The area where I'm from went 11 years one time without rain.
When I was a kid, air-conditioning wasn't that old, and what it was was water-cooled air, and then it became refrigerated air. In my childhood home we had one big, gawky, thunderous squirrel-cage water cooler, and that was it, a big metal box at least 4 feet x 4 feet square, with three sides screened in and packed with a straw-like material. Around the top of the box inside were 3 troughs into which you ran water, which then drained down into the straw where it slowed way down and gradually dripped out of the straw and into a big water pan that was the bottom of the contraption.
The fan was cylindrical; it looked like those wheels hamsters love to make spin, which a squirrel might do, too, for all I know since this fan was called a squirrel-cage fan. Inside the house, the fan fit in the window with an opening that let the cool air blow into the room. It worked. I don't ever remember it being so hot we were unconfortable or at the point of dehydration and heat stroke. I played baseball in the summer in 100-degree weather; I burnt to a crisp every summer. If you got hot you headed for some shade. If you got thirsty, you went to a hydrant and got down and cupped your hands and drank from the tap. Yes, we, too, busted open fireplugs every now and then and, yes, even out in Texas we learned to put a can over them to make sprinklers out of them. Or, if there wasn't a drought going and a limit on using water, we'd set up lawn sprinklers and run around in them like wild wolfboys.
That was dry air.
Today, I'm in New York City and it's about 100--they like to say "It's 99 in Central Park." But it's 110 in my room. I'm looking at my old Ford Station Wagon thermometer and it says 110, the mercury beginning to slightly nibble at the top of the tube as if it's going to blow its top. I'm cool though because I have three big bruiser fans spinning away madly stirring the boiling air of my room to a cool enough point for me to breathe.

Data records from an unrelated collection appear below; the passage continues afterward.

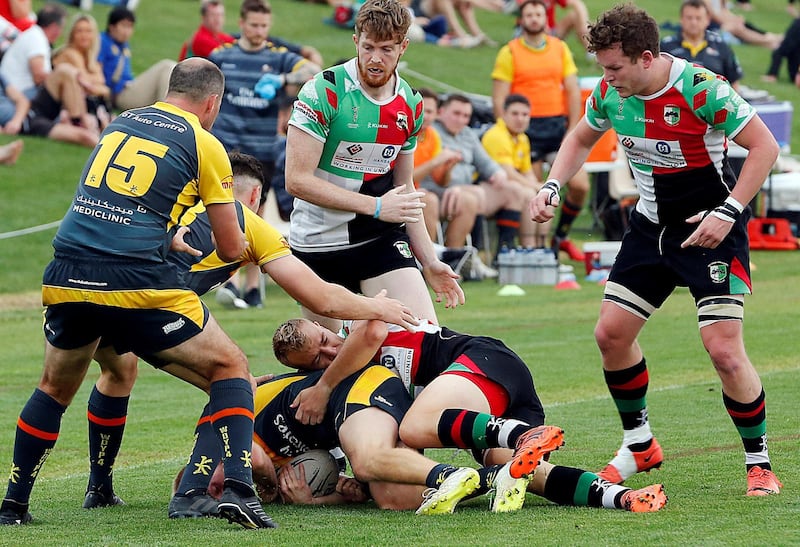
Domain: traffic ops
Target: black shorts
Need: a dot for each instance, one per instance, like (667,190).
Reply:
(349,267)
(494,360)
(651,262)
(155,315)
(546,134)
(377,387)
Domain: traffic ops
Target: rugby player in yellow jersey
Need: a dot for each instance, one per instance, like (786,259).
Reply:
(203,270)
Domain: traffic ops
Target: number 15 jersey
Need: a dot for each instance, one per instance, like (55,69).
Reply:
(151,165)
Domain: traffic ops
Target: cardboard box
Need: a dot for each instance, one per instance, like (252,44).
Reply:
(600,255)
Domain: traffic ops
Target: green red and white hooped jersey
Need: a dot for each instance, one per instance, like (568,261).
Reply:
(675,139)
(362,140)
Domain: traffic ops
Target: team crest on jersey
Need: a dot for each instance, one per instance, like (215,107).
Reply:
(672,115)
(403,248)
(402,121)
(718,272)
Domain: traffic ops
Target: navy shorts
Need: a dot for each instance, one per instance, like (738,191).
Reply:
(651,263)
(86,300)
(349,267)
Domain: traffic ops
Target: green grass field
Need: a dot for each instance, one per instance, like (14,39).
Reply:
(552,331)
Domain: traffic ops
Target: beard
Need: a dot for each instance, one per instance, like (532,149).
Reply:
(374,80)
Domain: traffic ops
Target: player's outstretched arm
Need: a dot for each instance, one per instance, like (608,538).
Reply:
(361,345)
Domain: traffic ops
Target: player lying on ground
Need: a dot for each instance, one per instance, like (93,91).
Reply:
(364,415)
(478,395)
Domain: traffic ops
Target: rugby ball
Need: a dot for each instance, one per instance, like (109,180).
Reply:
(322,471)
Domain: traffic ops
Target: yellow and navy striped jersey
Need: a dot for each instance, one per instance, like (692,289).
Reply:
(205,272)
(151,165)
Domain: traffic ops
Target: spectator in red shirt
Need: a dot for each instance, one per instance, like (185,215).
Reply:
(209,35)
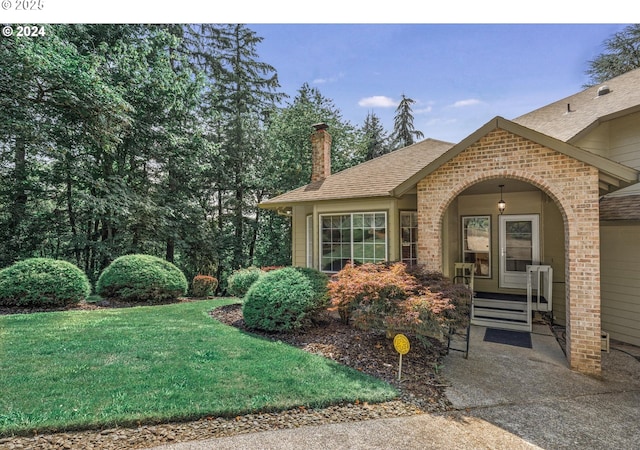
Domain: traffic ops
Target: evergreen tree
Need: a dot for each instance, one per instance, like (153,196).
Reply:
(404,133)
(248,92)
(621,55)
(376,141)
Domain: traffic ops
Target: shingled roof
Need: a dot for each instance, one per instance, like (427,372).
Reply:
(568,119)
(375,178)
(558,125)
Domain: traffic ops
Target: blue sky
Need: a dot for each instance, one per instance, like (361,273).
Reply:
(463,62)
(460,76)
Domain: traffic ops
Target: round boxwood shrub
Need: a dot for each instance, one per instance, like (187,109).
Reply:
(141,278)
(319,283)
(203,285)
(241,280)
(43,282)
(282,300)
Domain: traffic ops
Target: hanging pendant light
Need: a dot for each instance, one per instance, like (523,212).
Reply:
(501,204)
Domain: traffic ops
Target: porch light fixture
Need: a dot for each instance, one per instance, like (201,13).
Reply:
(501,204)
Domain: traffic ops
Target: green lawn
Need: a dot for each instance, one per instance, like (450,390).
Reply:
(85,369)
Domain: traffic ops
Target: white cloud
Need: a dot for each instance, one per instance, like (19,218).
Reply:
(426,110)
(467,102)
(377,101)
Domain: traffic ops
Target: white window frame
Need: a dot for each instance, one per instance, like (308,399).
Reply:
(479,264)
(310,240)
(413,257)
(351,240)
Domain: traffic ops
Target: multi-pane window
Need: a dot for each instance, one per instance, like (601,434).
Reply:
(356,237)
(409,236)
(476,243)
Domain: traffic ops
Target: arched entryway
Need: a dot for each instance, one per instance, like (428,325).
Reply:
(571,186)
(529,232)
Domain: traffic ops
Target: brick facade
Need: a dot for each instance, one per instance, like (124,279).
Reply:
(572,184)
(320,153)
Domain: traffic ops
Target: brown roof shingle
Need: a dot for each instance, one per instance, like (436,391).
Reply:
(568,118)
(374,178)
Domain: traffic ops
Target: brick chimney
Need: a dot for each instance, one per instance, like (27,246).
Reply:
(320,152)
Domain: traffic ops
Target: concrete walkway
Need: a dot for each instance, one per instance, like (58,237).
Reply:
(506,397)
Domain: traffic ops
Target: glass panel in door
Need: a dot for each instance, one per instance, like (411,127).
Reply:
(519,247)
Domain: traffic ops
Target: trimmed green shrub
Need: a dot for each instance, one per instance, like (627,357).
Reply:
(203,285)
(282,300)
(141,278)
(241,280)
(319,283)
(43,282)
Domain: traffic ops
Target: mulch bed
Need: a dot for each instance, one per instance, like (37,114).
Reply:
(367,351)
(421,388)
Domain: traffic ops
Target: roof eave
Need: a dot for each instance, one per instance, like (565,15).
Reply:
(621,172)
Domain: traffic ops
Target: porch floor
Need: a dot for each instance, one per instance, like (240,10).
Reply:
(514,387)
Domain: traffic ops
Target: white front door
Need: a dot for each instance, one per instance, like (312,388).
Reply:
(519,247)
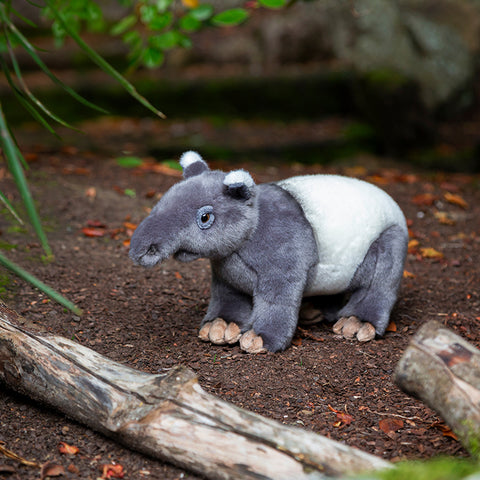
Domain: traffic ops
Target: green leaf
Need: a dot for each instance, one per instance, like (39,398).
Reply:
(147,13)
(129,162)
(202,12)
(106,67)
(229,18)
(123,25)
(162,5)
(189,23)
(33,54)
(165,41)
(161,21)
(273,3)
(152,57)
(12,156)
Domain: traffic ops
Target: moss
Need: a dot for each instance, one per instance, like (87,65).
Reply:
(442,468)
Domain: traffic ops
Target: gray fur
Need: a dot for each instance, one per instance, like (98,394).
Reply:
(262,250)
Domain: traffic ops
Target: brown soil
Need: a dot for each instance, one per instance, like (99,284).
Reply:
(149,319)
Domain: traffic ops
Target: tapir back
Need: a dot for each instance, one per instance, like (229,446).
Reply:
(347,215)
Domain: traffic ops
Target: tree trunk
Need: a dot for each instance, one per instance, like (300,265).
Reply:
(443,370)
(165,416)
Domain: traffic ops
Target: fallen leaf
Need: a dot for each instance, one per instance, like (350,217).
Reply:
(95,224)
(190,3)
(7,469)
(17,458)
(455,200)
(412,245)
(67,449)
(407,274)
(378,180)
(51,470)
(445,429)
(444,218)
(91,192)
(424,199)
(112,471)
(345,418)
(430,252)
(388,425)
(392,327)
(94,232)
(130,225)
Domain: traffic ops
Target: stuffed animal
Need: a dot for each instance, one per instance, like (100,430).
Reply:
(272,244)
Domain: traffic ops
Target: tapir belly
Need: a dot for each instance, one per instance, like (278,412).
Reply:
(347,215)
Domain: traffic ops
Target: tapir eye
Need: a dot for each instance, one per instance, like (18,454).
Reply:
(205,217)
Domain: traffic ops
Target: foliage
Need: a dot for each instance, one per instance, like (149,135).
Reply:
(441,468)
(150,29)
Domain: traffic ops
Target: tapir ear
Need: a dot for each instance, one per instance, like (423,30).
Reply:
(239,184)
(192,164)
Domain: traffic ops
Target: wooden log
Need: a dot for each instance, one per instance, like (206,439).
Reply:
(166,416)
(443,370)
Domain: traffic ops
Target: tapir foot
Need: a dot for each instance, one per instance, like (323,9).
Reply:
(351,327)
(250,342)
(220,332)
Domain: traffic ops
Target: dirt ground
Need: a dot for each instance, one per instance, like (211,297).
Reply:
(149,319)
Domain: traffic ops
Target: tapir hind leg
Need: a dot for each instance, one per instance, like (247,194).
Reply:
(374,287)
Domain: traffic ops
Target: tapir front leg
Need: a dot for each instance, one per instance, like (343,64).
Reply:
(275,314)
(228,314)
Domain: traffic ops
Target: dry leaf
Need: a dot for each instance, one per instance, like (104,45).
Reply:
(91,192)
(407,274)
(430,252)
(388,425)
(412,245)
(112,471)
(67,449)
(51,470)
(130,225)
(94,232)
(444,218)
(392,327)
(345,418)
(17,458)
(455,200)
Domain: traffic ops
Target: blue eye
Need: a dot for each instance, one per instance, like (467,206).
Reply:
(205,217)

I've been in this apartment without a fan of any kind in the summer. One day I was playing the piano, I still have the tape I made of this, and it was brutally hot and I looked out across my room and damn, I could see the heat, watery like and quivering in the air before me.
I once did a rehearsal in a rehearsal studio that the air conditioning went out, in the middle of a summer, and my friend, the bass player, a man who at that time weighed, I'll bet, way over 400 pounds, and he said, "Shit, let's do it anyway, man; let's fight this heat with some cool music."
As the babes used to sing in "It's Too Darn Hot," "I'd like to be with my baby tonight...I'd like to spoon with my baby tonight...I'd like to be with my baby tonight, pitch some woo with my baby tonight, but brother you take my baby tonight 'cause it's too darn hot."
It certainly is too darn hot to work on this blog. Think of those poor souls in Iraq where it's over 130 in some spots; think of those poor wretched souls. In Afghanistan, too; it's brutally hot over there. Did you notice it's never too hot for men to fight. The old bareknuckle fights that were illegal were often held in remote places like the Nevada desert or the plains around El Paso, Texas, and these fights went a hundred rounds easy--and in many of those fights they fought in 100-plus degree heat.
It's never too hot for war. The Israelis trying to start WWIII have picked the hottest time to do it. It's never to hot for those folks. Fight, you bastards, maybe all of you will drop dead of heat strokes.
I'm going to my Irish pub and cool off over some Guinness Stout. Then I'm meeting thedailygrowlerhousepianist and we're going to Central Park for a musician party. Musicians can't help it if it's hot--some like it hot; some like it cool; I like it right down the middle and then from side to side--that's all the coolness I need.